January 3, 2009

Nginx vs Yaws vs MochiWeb : Web Server Performance Deathmatch, Part 2 [Update x 2]

Update 1: Retest data (using different machine and Erlang kernel polling) added near bottom of post.

Update 2: More details and testing on the weird MochiWeb kernel polling results, bottom of post.

Almost a year ago I did some Apache and Nginx performance testing. Apparently I have the bug again and have done some performance testing on Nginx, Yaws and MochiWeb. The latter two being Erlang based. Again deathmatch may be an overstatement but this is my attempt at gleaning some interesting performance data from some high performance web servers. Also, I attempted to improve the graphs this time around since they were a bit hard to read the last time.

The Setup:

I was not able to use the same server and setup as the last time, so comparing between this and my last deathmatch probably isn’t very accurate. For this test I used a Intel Dual Core 2.2GHz, 4GB RAM machine running Ubuntu 8.10 (64bit) and for the test server. Erlang (R12B-3), Yaws (1.77) and Nginx (0.6.32) are installed from the standard repository and mochiweb from subversion (rev 88). All are using the default configurations outside of adjusting listening port numbers. The test is again against a basic robots.txt file. The tests were done using a consumer grade 100mb switch and all tests originated from an old laptop I had laying around. I think that about covers the test bed, if you have any questions let me know.

For the tests I used autobench (httperf under the hood) with the following command, each test ran ten minutes apart. The order of the tests were done in was MochiWeb then Yaws and lastly Nginx.

autobench –single_host –host1 HOST –port1 PORT –uri1 /robots.txt –low_rate 10 –high_rate 200 –rate_step 10 –num_call 10 –num_conn 5000 –timeout 5 –file SERVER-results-`date +%F-%H:%M:%S`.tsv

The Results:

There are a few results from httperf/autobench that I would like to show, errors, network I/O, reply rate (and it’s standard deviation) and response time. (click on the graphs for a larger view)

nginx yaws mochiweb errors

MochiWeb and Yaws both seem to be the most consistent here. Nginx had a couple of funky spikes, I do not know if this was an issue with Nginx or with my tests and/or test bed. Take from it what you will.

mochiweb yaws nginx network io

Nginx seems to use a bit more network I/O consistently through the lower ranges of this test and then again as some spikes. MochiWeb and Yaws seem to have some inconsistencies as well.

mochiweb yaws nginx reply rate

The reply rate and network I/O graphs certainly seem to be tied, which would make sense. Edit: Average reply rate is average replies per second.

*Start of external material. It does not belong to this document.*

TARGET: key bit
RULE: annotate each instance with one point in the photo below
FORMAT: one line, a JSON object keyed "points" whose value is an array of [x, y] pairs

mochiweb yaws nginx reply rate standard deviation

In the higher reaches of the tests Yaws seems to be most consistent.

mochiweb yaws nginx response time

MochiWeb seems to have consistently the highest response times with Nginx has the lowest. This also follows the data from the first deathmatch. Nginx had consistently low response times against Apache. Edit: Response time is how quickly replies are sent in milliseconds.

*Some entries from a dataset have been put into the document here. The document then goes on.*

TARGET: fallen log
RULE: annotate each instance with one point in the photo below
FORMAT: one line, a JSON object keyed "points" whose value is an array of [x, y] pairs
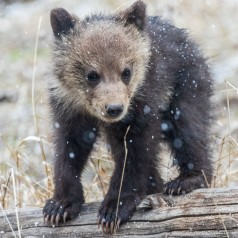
{"points": [[202, 213]]}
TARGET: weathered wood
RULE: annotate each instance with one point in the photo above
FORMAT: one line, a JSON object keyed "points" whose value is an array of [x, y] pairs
{"points": [[202, 213]]}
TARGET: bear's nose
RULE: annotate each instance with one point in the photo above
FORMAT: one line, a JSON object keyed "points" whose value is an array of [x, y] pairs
{"points": [[114, 110]]}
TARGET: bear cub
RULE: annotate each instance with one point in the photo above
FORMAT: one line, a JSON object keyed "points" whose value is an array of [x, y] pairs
{"points": [[144, 82]]}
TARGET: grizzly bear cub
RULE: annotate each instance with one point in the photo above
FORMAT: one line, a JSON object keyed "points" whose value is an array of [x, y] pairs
{"points": [[144, 82]]}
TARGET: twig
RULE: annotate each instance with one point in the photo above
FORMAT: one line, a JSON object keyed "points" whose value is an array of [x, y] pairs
{"points": [[122, 176], [34, 109], [5, 190], [5, 215], [15, 201]]}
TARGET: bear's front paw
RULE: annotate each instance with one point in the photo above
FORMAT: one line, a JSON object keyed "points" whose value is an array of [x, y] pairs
{"points": [[184, 184], [110, 218], [55, 212]]}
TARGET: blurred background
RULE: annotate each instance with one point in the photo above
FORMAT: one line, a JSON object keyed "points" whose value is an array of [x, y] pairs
{"points": [[25, 127]]}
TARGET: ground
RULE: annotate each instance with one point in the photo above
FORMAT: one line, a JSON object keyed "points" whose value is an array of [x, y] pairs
{"points": [[25, 138]]}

Next up are the system graphs, I have CPU usage (both cores combined), context switches, interrupts and load. To help read these please note recall that each test ran ten minutes apart and the order of the tests was MochiWeb then Yaws and lastly Nginx. The data was gathered using sar at five minute intervals and graphed using ksar.

nginx yaws mochiweb cpu usage

It seems Nginx is the clear winner here. Kernel polling may be the answer here, a retest may be in order to see if it makes a difference.

nginx yaws mochiweb context switch

MochiWeb and Nginx seem pretty even on context switches with Yaws a little higher. I suppose turning on kernel polling might make this a bit more even, since Erlang and Nginx both use epoll. This may also account for the CPU usage difference above.

nginx yaws mochiweb interrupts

Interrupts are fairly even across all of them.

nginx yaws mochiweb load

Again Nginx takes it, again likely due to kernel polling being disabled. That’s my best guess anywho.

The data I used to create the graphs and etc is available here.

Let me know if you are interested in me retesting anything, I may try to enable kernel polling and try again if I get a chance.

Note that these are *my* experiences with each webserver, your testing and experiences may be different. As with most things there are pro’s, con’s, trade offs and pitfalls. The only way to find out what will work best for your environment is to test, test and test.

Update:

I performed the upper half of the tests again to see if there were any changes to sporadic jumps in the graphs http performance graphs. My initial test using the old laptop I saw the same results. I then ran the tests from a VM (running Ubuntu 8.10 in a KVM VM) on my dual core machine and found that the results were much more even. Unfortunately it’s the same machine that the webservers are running on but the results look much better. The first set is using the same setup as before but just adjusted to have the top half test. The second is the same test but with kernel polling turned on in Erlang.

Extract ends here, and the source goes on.